I believe both can be true. The whole neuronal model of artificial neural networks is based on the belief that all processing of the brain is done via neurons. Personally I believe that when you pass me the basket ball and I need to decide how much to push muscles to hit the basket, this is done by neurons. Even though if you think how slow neurons are and how many mathematical operations have to be done it almost seems impossible. Namely if one would slow down today's mechanical robots by reducing clock of their FPGAs from about 1 GHz down to a few kHz (that human neurons can match), it probably would take robots days to calculate how to hit the ball correctly.

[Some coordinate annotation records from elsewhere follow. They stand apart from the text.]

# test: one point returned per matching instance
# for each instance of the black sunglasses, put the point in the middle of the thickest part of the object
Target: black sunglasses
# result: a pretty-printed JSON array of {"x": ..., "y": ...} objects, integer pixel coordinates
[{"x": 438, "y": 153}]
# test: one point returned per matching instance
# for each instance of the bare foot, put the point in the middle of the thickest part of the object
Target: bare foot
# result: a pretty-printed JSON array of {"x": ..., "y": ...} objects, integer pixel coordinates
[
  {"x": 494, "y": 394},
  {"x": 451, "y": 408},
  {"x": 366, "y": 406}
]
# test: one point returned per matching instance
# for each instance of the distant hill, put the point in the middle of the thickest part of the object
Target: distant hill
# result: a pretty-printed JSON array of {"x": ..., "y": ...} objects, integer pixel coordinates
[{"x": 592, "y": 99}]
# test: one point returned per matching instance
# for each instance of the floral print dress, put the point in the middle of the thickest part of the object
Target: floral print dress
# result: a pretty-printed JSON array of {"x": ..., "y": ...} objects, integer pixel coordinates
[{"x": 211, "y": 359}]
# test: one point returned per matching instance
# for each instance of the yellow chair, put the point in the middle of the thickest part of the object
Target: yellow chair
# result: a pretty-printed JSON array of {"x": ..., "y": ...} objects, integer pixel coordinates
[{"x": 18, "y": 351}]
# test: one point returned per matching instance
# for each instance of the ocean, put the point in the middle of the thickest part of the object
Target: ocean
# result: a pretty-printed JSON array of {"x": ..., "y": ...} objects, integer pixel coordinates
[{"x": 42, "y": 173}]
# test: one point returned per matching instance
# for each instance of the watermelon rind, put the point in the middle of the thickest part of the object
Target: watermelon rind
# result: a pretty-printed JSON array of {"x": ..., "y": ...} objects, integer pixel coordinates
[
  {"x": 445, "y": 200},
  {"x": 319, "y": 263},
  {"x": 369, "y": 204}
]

But that is a completely another story.

On another account, the whole brain, the 3 pounds of matter developing physical and chemical processes through time, this blob of matter is actually a piece of quantum computing program that runs in a huge quantum computer commonly known under the name "The Universe". But I do not think that running of all these chemical and physical processes has much to do with the consciouseness, our thoughts or what our hands eventually do as a result of thoughts. For example, when I put my head in 3 Tesla magnetic field for purpose of NMR I felt nothing and my thoughts and limbs certainly did not go berserk. But you can imagine that all spins and orbits were quite different from what they would be without the magnetic field. So at the level of Hameroff & Penrose's quantum information "calculation", things can go in infinitely many different paths without any consequence to the line of thoughts in the brain or anything else that we care about in this thread. Also note that at the time when Penrose and the other guy gave their thesis not only neurologists but much less physicists  had a faintest clue what is going on in the brain. Since then many thesis have been reversed 180 degrees: for example the dogma that neurons cannot be regenerated nor created at an older age. Still today we are only at the beginning of understanding brain. The number of questions rises faster than the number of answers. 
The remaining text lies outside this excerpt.